We do not have a precise definition as to what Neglected Territory means rather, we have many definitions for it. At a visceral level this term Neglected Territory best describes the position we find ourselves in as practitioners and educators every day. We see ourselves as a projective practice rather than a critical one. Neglected Territory should not be construed to be “theory” to which the work presented here proscribes or is an illustration of. Indeed, it is our belief that architecture cannot limit itself to the illustration of theory. So rather than start with one definition of Neglected Territory several independent ideas must be woven together to develop a sense of its potential implications. It is an exploration as to how we come to describe our work as operating in NT.

Neglected Territory = The types of clients we work with…

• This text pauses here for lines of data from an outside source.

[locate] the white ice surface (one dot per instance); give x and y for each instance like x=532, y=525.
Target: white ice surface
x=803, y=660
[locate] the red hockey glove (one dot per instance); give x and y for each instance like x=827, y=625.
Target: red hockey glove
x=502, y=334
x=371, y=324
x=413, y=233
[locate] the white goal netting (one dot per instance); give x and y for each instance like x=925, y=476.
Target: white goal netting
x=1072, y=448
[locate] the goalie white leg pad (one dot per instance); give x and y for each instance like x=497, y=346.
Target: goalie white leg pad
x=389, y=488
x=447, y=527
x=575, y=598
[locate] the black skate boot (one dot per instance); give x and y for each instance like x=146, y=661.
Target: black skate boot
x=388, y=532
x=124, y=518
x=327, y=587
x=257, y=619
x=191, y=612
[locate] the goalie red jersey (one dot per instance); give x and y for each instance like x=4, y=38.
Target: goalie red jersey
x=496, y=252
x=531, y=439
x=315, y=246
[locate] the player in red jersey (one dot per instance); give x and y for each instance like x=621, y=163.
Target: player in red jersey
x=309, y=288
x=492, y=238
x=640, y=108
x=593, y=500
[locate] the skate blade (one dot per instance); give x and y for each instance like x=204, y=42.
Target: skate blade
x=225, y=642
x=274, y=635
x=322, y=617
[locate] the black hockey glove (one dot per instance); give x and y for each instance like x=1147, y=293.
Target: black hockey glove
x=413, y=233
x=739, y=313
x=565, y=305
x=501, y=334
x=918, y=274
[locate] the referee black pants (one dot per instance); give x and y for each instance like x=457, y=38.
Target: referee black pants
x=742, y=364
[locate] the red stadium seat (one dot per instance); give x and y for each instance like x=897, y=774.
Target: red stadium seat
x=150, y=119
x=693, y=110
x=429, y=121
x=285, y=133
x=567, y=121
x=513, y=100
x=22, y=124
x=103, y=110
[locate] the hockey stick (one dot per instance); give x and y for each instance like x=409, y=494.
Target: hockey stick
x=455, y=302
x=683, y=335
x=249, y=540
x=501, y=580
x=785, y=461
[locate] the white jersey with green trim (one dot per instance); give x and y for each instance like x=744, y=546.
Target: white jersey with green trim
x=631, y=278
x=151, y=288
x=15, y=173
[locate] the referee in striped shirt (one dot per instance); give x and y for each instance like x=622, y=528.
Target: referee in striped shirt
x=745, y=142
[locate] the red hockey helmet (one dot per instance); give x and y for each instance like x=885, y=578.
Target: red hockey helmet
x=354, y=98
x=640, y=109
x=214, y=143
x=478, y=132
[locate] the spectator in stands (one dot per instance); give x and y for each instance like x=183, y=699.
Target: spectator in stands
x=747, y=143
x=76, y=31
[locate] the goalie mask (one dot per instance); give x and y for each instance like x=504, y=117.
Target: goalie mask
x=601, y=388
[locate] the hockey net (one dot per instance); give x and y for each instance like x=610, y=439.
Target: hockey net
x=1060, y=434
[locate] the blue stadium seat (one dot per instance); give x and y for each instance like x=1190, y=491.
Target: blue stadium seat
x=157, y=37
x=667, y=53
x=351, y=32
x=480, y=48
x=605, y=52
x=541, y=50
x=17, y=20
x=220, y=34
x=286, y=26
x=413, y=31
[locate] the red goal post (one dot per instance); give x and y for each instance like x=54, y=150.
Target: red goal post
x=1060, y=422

Many contemporary architects describe their work as operating within “the un explored potential of modernism”. Robert Maxwell in his excellent little pamphlet “The Two Way Stretch”, describes the efforts of the avant- gardist in challenging the status quo by creating “a space of movement” -stretching as it were the boundaries a bit for all the rest of us to move into. Our practice experience has made this notion seem mandarin. A blurred preference for originality over creativity perhaps? We have begun to wonder whether we really move into the gaps created between the “as it is” and the “as it might be” very often- and when we do, what is left behind as regards all that cannot be moved into the new space? Often we speculate as to what should be moved into this new area. Is the new territory really an advance or is it nostalgia for invention at all costs?

Neglected Territory = The types of projects we work on…

Neglected Territory is not a theory that circumscribes our work nor a goal the work aspires to. Rather it is a zone of operation created by the territory left over from the excesses of the avant-garde as they leave in the wake of their nostalgia for the new- unutilized and un explored potentials. To be clear this is not necessarily an argument for every day architecture as much as it is a reexamination of the potential for every day opportunities. We view this zone as a kind of debris field of discarded inventions both good and bad that can be activated in a relevant way in the context of real architectural problems…

Neglected Territory = Our openness to “low tech” construction technology as having Architectural potential

For us Neglected Territory allows a preference for the more eclectic output of a James Stirling, Macintosh, Butterfield, or an Edwin Lutyens- architects not in good critical currency nowadays. We prefer the eclecticism (more particularly the specificity to site and openness to the methods at hand- constructive or aesthetic) of these architects to the eerie sameness, homogenization and stylistic stability of “starchitects”. So this implies a kind of comfort in not being in pursuit of the zeitgeist as it were and a position more akin to seeing ourselves as stewards of the public good. This circumscribes an interest in invention but not at the expense of ignoring the long developing traditions of architectural knowledge.

Neglected Territory = The site types we are often confronted with….

Our practice does not conduct an hour-by-hour check to verify that each design decision fit within the ideas outlined as Neglected Territory. The notion exists as a kind of critical framework that survives and unifies sub-rosa or at least sotto voce- just in the background but not in the way or inhibiting the analogical leaps required in architecture. Rather architecture and theory have a relation akin to the probably apocryphal story of Mondrian painting in a public exhibition –“I will just change the theory” he said. This is very true for our working method and us. NT is a consciously pregnant term, both polyvalent and prosaic. By it we mean the project types we focus on, the ideas we utilize in solving them, the social arena in which they take place, the urban implications they create and ultimately the City in which we operate.